The book might be offering some enlightenment to some people out there but did not do the trick for me: 

*5/10 KitKats!*

----------


## papayahed

I read the book and thought it was just ok. After I read it I did some other reading about the Beat Generation which made me realize how great On the Road really was, it captures the essence of that generation.

9/10

----------


## Virgil

It was OK, but it was also fun. I don't think it's the great American novel, but it was enjoyable.

6.5/10

----------


## one_raven

I have a genral distaste for the word "favorite", especially when referring to works of art in various forms, but I have used the term countless times when recommending this book to people. I have bought it at least 15 times, because I always find myself giving my copy away to someone who just "has to" read it. I drove 13 hours each way through snow storms to see the first public viewing of "the scroll" when it debuted in Iowa on opening day. I wouldn't have missed it for the world.

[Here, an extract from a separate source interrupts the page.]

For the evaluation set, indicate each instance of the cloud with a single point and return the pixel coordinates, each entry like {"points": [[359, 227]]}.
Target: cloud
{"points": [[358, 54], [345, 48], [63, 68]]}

Having some knowledge of the Beat Generation writers, the intimate insider's perspective of the true stories of Jack's cohorts was welcome to say the least.

William Burroughs was painted as the broken junkie he was, but with a tender affection that is normally reserved for dead grandfathers. Burroughs was the patriarch in Jack's eyes.
Allen Ginsberg and Peter Orlovsky, were wide-eyed young idealists in love - if not with each other, with transcendence - and their childlike fascination and understanding of the Dharma was endearing and beautiful.
Then, of course, there was Neal Cassady. The black sheep that only Jack believed in, who never truly reached the potential Jack saw in him.

That aside, it was such an exquisite depiction of post war United States and the boys lost without a purpose, drive or direction in life. A bunch of confused children in the bodies of men. They were a generation without war. They had no glaring devils or demons to fight. They didn't have a cause to unite them, like the hippies in the late sixties. They were alone. They rejected teh materialism that was running rampant in the post war prosperity, and took that up as their cause. They needed something to be a part of. Much like the teenagers of today - teenagers of most prosperous ages. Jack was a lost man searching for peace in a chaotic world and grasping for something to hold onto. Something to make sense of it all. Something to rid himself of his internal demons... just like everyone else.

There was also the appeal of the free spirited, adventurous road life that I have always been drawn to, and the romance he portrays it with always has me forcibly restraining myself from quitting my job every time I read it. It's a dangerous book for me. Then I come to my senses and remember that the world Jack knew is not the world we live in anymore. One can't survive in this country anymore the way Jack did. Everything he was so passionate about has been swept away and sold off to the highest bidder. America Inc. killed a way of life that was Jack's driving passion (aside from writing, of course) and, though I was unaware of it for much of my life, it was dead before I was old enough to appreciate it for what it was (perhaps before I was born). Jack's America is my America, though I have never seen it with my own eyes. I have yet to meet anyone who describes that America the way Jack does. That scroll I drove through the snow to see with my own eyes - the owner paid $40 million for it.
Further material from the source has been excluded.